Şantiyedeki sağlıkçıya Kur’an kursu vaadi
Güvenli çalışma ortamları, ekonomik ve özlük haklarında iyileştirme bekleyen sağlık emekçilerine mesai dışında Kur’an kursu vadedildi. Sağlık emekçileri tepkili: “Bakanlık sorunlarımızı çözsün.”

Fotoğraf: Evrensel
Nisa Sude Demirel
nisasudedemirel3@gmail.com
İstanbul – Sağlıkta artan şiddet, ağır çalışma koşulları, ekonomik ve özlük haklarında gerileme yaşayan sağlık emekçilerinin asıl sorunlarını görmeyen Sağlık Bakanlığı, Diyanet İşleri Başkanlığı iş birliği ile sağlık emekçilerine mesai dışında Kur’an kursu verileceğini duyurdu. Sağlık emekçilerinin kullandığı Panates arayüzünde yer alan notla sağlık emekçilerine şu duyuru yapıldı: “Diyanet İşleri Başkanlığı Eğitim Hizmetleri Müdürlüğünün yazısı ile Kur’an-ı Kerim ve diri bilgiler eğitimini yüz yüze almak isteyenlere hafta içi 17.00-22.00 saatleri arasında ve/veya cumartesi-pazar günleri eğitimler düzenlendiği…yüz yüze eğitimlere katılmak isteyenlerin bulundukları yere en yakın Kur’an kursuna veya müftülüğe müracaat ederek kayıt yaptırabileceği tarafımıza iletilmiştir.” Diyanet İşleri Başkanlığından gönderilen yazı da ise “…muhatap kitlenin ilgi, ihtiyaç ve beklentilerini göz önünde bulundurarak farklı program alternatifleri sunmaktadır” ifadelerine yer verilerek program günleri hakkında bilgi verildi. Sağlık Bakanlığı, Diyanet İşleri Başkanlığı ile yaptığı iş birliğini “Sağlığın bedence, ruhça ve sosyal yönden tam iyilik hali olduğu” ifadeleriyle savundu.
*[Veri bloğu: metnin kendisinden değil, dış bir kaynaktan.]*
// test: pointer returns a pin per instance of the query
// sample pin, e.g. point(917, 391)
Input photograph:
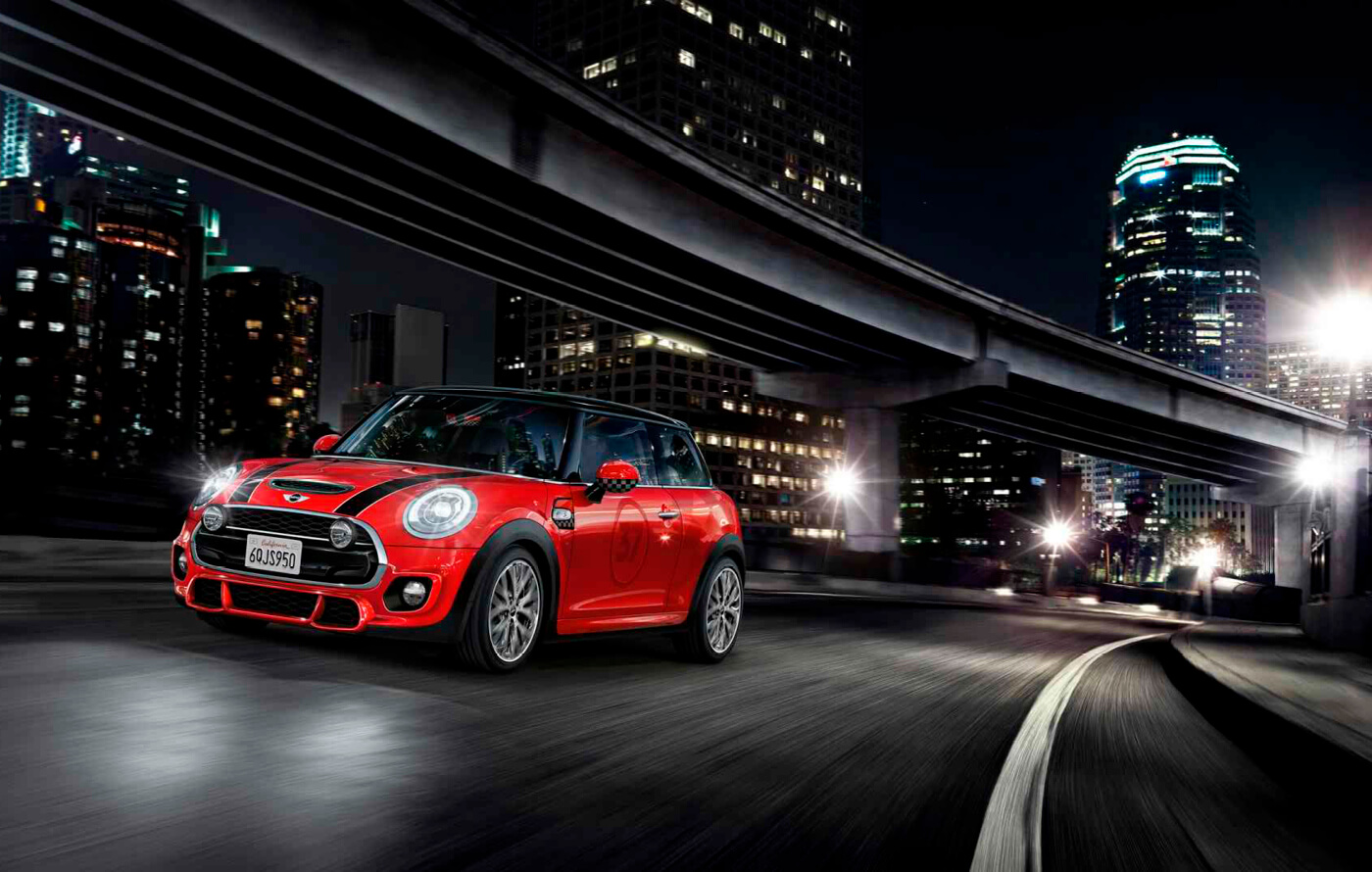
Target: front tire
point(507, 616)
point(712, 625)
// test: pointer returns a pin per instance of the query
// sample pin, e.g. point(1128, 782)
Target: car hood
point(318, 484)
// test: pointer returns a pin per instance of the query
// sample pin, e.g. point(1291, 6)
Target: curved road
point(841, 734)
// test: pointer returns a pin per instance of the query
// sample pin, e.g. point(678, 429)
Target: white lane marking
point(1011, 834)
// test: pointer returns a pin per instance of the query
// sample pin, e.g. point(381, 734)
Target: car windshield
point(497, 435)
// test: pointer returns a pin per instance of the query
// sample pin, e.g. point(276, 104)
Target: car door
point(681, 470)
point(624, 548)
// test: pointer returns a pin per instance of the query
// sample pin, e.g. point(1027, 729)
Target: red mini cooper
point(484, 517)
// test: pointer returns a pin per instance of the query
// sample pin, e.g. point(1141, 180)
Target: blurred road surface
point(840, 734)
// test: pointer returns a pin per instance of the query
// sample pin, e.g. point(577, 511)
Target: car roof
point(552, 398)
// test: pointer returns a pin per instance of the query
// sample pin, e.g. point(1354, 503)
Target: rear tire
point(712, 627)
point(230, 623)
point(507, 614)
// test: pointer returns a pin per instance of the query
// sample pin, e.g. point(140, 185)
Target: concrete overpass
point(418, 126)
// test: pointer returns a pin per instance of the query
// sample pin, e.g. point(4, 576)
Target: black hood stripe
point(359, 502)
point(243, 493)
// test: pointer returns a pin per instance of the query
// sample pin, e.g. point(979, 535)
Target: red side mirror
point(616, 476)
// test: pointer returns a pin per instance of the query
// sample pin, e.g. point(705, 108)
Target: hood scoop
point(309, 486)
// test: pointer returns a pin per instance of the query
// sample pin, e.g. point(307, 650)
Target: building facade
point(771, 89)
point(390, 351)
point(1300, 374)
point(973, 493)
point(29, 134)
point(770, 456)
point(264, 360)
point(1182, 281)
point(1180, 275)
point(50, 364)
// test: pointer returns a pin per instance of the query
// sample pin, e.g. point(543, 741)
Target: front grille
point(284, 522)
point(271, 601)
point(206, 593)
point(339, 611)
point(305, 486)
point(319, 561)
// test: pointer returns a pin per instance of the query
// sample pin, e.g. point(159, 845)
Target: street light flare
point(1056, 535)
point(1341, 326)
point(841, 483)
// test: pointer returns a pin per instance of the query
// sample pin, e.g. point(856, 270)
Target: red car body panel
point(631, 559)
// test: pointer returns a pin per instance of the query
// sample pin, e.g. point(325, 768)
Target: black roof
point(552, 398)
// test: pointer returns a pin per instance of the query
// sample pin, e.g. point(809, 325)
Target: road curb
point(1286, 749)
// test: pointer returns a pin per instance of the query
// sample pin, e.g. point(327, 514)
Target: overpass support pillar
point(1293, 548)
point(871, 515)
point(1338, 604)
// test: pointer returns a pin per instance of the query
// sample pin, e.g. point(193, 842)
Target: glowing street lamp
point(1207, 558)
point(1341, 328)
point(841, 483)
point(1056, 535)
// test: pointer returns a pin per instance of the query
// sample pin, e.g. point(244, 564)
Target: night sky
point(995, 151)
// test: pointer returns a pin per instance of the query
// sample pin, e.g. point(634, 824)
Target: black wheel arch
point(731, 546)
point(517, 532)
"Riskli binada hizmet veriliyor"
Bu yazılar tüm kamu sağlık kurumlarına iletildiği gibi Çapa Tıp Fakültesine de gönderildi. Sağlık emekçilerinin ‘iyilik hali’ için hizmet sunulduğunun iddia edildiği Çapa’da, sağlık emekçileri ve hastalar yıllardır depreme dayanıksız binalara mahkum. Sağlık ve Sosyal Hizmet Emekçileri Sendikası (SES) Aksaray Şubesi Yönetim Kurulu Üyesi Aydın Erol, Çapa’da esas olarak depremden sonra yeniden ortaya çıkan bir güvenlik sorunu olduğuna dikkat çekerek “2000’lerin başından bu yana tadilat yapılması gerekmesine rağmen yapılmadı. 6 Şubat depremlerinin ardından tadilat başlasa da sağlık emekçileri şantiye içinde sağlık hizmeti vermeye zorlanıyor” dedi. Monoblok isimli 10 katlı binanın en ufak bir sarsıntıda dahi yıkılma riski olduğunu ancak halen içinde sağlık hizmeti verildiğini ifade eden Erol, “Eğer devlet, yetkililer sağlık emekçilerinin sorunlarını çözmek istiyorlarsa bundan başlasınlar. Sağlık emekçileri Çapa’da son derede riskli bir ortamda hizmet veriyor” diye konuştu.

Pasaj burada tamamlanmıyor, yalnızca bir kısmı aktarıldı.